…era un po` che non seguivo la politica italiana…al punto che mi sono perso l’origine della sigla “dico”, che ho trovato iniziare molti titoli di giornali, quasi fosse un prologo gergale: “dico:che cazzo sta succedendo?” …e qualcuno:”rispondo:boh!”.
ed infatti ieri ero nel mio ufficio a lavorare, che un mio amico viene e mi fa “anto`, che cazzo succede in italia?!!” …allora mi connetto…la parola “dico” c’e` ancora, e mi fa schifo, e ancora non la capisco bene… ma “dimissioni” si. quelle so esattamente cosa sono.
e vi chiedo un paio di cose:
DOMANDA N.1: ma c’era la fiducia sul provvedimento di politica estera?
…se non c’era, da una lato devo dire che stimo lo stile, e la coerenza, con cui prodi ha deciso di rassegnare le dimissioni: non era affatto obbligato, ma certo politicamente sarebbe stato vergognoso fare altrimenti. …tuttavia, siamo davvero gentiluomini? se prodi non era obbligato a dimettersi, non e` che tutta questa e` solo una “pagliacciata” (necesaria, purtroppo) per battere i pugni sul tavolo e alzare la posta, e dire ai bellicosi alleati che ci siamo rotti i coglioni? …se cosi` e`, ovvero se la fiducia non c’era, non c’e` poi tanto da preoccuparsi…fa parte delle solite cose…tanto la faccia l’avevamo gia` persa, e se dobbiamo metter su una pagliacciata del genere per far tacere i bellicosi pacifisti, pazienza…

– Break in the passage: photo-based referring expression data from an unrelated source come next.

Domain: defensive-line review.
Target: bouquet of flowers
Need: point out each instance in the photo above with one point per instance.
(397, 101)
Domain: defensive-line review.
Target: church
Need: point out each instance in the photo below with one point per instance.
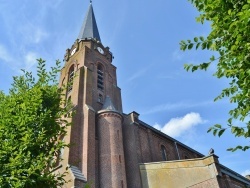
(111, 149)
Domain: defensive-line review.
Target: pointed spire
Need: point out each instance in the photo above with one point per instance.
(108, 105)
(89, 27)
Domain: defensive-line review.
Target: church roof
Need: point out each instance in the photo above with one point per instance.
(89, 27)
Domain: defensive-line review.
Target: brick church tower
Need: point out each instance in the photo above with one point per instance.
(96, 145)
(111, 149)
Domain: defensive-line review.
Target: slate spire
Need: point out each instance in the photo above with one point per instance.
(89, 27)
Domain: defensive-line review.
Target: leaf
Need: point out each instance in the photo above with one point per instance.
(221, 132)
(217, 126)
(190, 46)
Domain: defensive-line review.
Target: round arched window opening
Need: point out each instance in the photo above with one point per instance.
(70, 78)
(100, 83)
(164, 153)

DOMANDA N.2: chiaramente, se c’era la fiducia sul provvedimento, il discorso sopra non vale…ma allora se ne apre un altro ben piu` serio: ovvero che andreotti (e pininfarina, ok…ma soprattutto andreotti!) abbiano votato contro (ok…: astenuti)… dopo aver votato la fiducia molte volte in precedenza, votano contro ORA, che la fiducia e` posta su un provvedimento con cui sicuramente sono d’accordo!

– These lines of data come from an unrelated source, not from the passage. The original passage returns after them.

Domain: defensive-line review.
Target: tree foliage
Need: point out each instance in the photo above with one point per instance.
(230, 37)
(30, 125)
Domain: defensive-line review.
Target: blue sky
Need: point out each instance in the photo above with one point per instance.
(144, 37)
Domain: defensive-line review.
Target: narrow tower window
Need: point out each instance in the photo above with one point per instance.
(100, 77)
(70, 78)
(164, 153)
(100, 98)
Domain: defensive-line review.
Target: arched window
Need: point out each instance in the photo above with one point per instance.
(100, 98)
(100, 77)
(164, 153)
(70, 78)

…e allora il problema non e` per niente, prodi, ne` d’alema, ne` i belligeranti pacifisti…il problema e` la DC. il problema che abbiamo da 10 anni. il problema che sicuramente adesso sta piu` a cuore al clero, quello si`, sicuramente belligerante.
basti guardare i soliti ammiccamenti, di casini che rifiuta l’allargamente della coalizione, ma non dopo aver affermato che si`…serve un partito di centro…che dia stabilita`…che nell’alternanza, possa stare sempre al suo posto…
dunque chiedo a voi: la fiducia c’era, o non c’era? …condizionatamente alla vostra risposta, la mio opinione e` quella di cui sopra, al punto 1 o 2.
Scritto in
Sulla Politica ~ Puoi seguire tutte le risposte a questo articolo attraverso i feed
RSS 2.0.
Puoi
lasciare una risposta, o un
trackback dal tuo sito.
Eloi
anto, non c’era la fiducia ma vale la seconda ipotesi.
la fiducia è “politicamente” come se ci fosse stata… d’alema aveva detto il giorno prima che “senza maggioranza” si andava “tutti a casa”.
la cosa della pagliacciata non può reggere perchè questa caduta rischia di costarci seriamente il governo -forse non subito se useremo spregiudicatamente napolitano ma verosimilmente per i prossimi 10-15 anni.
la cosa che regge di più è che -al di là dei due comunisti duri e puri (”o tutto o niente: niente!”)- andreotti si sia astenuto, su una mozione di politica estera di cui forse solo lui poteva apprezzare appieno ogni virgola, per “ordine” del vaticano.
come diceva mike, in italia si boccia una legge per bocciarne un’altra, questo governo doveva essere fermato adesso su QUESTO perchè sui dico non ce l’avrebbero fatta (parte di FI e AN avrebbe votato a favore).
le conseguenze più logiche di questo sgambetto dai vecchi papisti, comporterà l’ingresso di qualche senatore dall’UDC che in cambio di un appoggio al governo (che comunque ha già perso forza e legittimità) chiederanno di stoppare i DICO.
i chierici sanno il fatto loro… niente da dire.